Un ciudadano que decida observar detenidamente la ciudad encontrará una carencia total de Smiths. Y no es que nos falten balaceras, persecuciones o villanos (tenemos de sobra). De lo que realmente carecemos es de individuos que observen un mínimo de civilidad. Tan sólo en un crucero es posible descubrir que no hay quien disminuya la velocidad al ver la luz amarilla en el semáforo, por lo menos diez autos aceleran y cuatro cruzan cuando está ya el rojo. Cuando hay laterales en las avenidas, se interpretan como alternativas para girar a la izquierda aprovechando los semáforos de las calles transversales. A cada desobediencia habrá que añadir que quienes las cometen tienden a hacerlo mientras hablan por celular. La habilitación de los camellones como lugares de estacionamiento se da de manera simplísima, basta que uno deje su carro ahí, para que en minutos otros muchos se sientan autorizados para hacer lo mismo. 
Desobedecer es la consigna. Tan sólo intente recorrer la avenida Gómez Morín a la velocidad que indican los señalamientos como máxima. Pronto será usted objeto de reclamos, claxonazos y luces que le guiñan frenéticas. Vamos, ni las patrullas de Tránsito son capaces de respetar el límite de 40 ó 60 kilómetros por hora. Las señales son decoración, no se confunda. Como son decoración la pintura roja y amarilla de las guarniciones, las vueltas a la izquierda suprimidas, las prohibiciones a dar vuelta en U, los lugaares para discapacitados, las flechas que indican el sentido. 
Quizá exagero. Hay una señal multifuncional siempre respetada. Nunca nos la enseñaron pero al parecer todo la conocemos: las intermitentes. Resulta que, aunque no aparece en códigos ni manuales, las intermitentes son la más poderosa fuente de invulnerabilidad con que cuenta un automovilista. Basta que las encendamos para volvernos prácticamente intocables, ellas nos facultan para estacionarnos en doble fila —compruébese en la calle Zaragoza a la altura de la línea de fuego, todos los días, a toda hora—, para disminuir la velocidad de manera intempestiva. Por supuesto, también sirven para indicar que no tenemos idea de qué estamos haciendo y que por lo tanto nadie deberá sorprenderse si de pronto hacemos una maniobra torpe y peligrosa. 

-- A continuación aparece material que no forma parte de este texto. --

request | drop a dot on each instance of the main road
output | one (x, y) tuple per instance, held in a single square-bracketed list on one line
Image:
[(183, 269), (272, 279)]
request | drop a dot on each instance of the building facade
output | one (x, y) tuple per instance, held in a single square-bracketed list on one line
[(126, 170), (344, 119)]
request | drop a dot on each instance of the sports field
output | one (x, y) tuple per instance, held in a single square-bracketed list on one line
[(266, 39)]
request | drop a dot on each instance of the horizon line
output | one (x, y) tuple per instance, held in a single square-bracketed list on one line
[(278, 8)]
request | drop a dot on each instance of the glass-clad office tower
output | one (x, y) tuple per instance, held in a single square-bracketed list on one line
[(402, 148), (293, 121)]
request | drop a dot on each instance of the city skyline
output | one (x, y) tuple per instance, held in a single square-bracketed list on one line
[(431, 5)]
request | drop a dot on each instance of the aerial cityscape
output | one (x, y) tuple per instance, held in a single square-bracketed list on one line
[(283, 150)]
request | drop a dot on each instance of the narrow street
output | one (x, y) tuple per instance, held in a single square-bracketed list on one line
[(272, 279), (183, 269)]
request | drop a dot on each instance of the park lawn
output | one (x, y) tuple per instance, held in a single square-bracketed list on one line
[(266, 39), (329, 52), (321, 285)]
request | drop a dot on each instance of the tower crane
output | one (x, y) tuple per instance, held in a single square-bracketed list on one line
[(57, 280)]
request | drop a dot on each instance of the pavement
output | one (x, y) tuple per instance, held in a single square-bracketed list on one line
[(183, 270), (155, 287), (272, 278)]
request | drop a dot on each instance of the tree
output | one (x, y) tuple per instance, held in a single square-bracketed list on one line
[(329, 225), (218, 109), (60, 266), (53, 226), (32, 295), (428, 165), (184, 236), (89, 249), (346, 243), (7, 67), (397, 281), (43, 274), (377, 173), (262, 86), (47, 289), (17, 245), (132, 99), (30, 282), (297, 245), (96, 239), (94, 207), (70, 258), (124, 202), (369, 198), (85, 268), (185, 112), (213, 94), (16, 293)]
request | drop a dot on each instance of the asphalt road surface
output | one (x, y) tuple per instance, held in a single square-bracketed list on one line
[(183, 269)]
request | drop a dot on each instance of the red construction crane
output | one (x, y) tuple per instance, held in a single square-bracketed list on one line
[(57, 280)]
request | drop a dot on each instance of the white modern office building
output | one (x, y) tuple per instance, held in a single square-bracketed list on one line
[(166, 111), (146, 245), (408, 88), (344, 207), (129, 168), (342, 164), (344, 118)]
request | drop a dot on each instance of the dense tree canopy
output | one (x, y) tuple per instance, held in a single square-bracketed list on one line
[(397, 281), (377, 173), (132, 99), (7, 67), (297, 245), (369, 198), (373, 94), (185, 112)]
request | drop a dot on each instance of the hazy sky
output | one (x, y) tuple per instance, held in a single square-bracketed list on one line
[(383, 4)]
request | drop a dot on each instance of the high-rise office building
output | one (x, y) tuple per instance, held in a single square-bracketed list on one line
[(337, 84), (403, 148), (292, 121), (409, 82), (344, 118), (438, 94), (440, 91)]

Para solucionar tal falta de respeto a las señales, alguna vez, alguien propuso una innovación: la cero tolerancia, que consiste en —no me lo va a creer— aplicar la ley, hacer que se obedezcan los reglamentos y multar cuando sea pertinente. Por supuesto un desplante tal de originalidad, un pensamiento de avanzada de esa magnitud, significa no sólo un rompimiento sino un avasallamiento de paradigmas y por ello resultó muy bien recibido por la sociedad y las autoridades. Fue tan bien acogido que actualmente recibe un trato idéntico al que recibe cualquier señalamiento de tránsito: se obedece, pero no se cumple —y vaya que tal situación tiene su raigambre—. 
No sugiero que cientos de personas enojadas salgan a la calle a corregir conductores desobedientes golpeándolos por detrás, ni me propongo dar de nalgadas a cuanta madre nalgueadora me encuentre —excepción hecha, desde luego, de que tal madre fuera Monica Bellucci—. Propongo algo quizá más vanguardista, incluso más que la famélica cero tolerancia que nos recetaron: ¿y si obedeciéramos efectivamente los señalamientos, y los reglamentos, y las básicas normas de convivencia? Aunque sé que suena en exceso temerario, podría funcionar.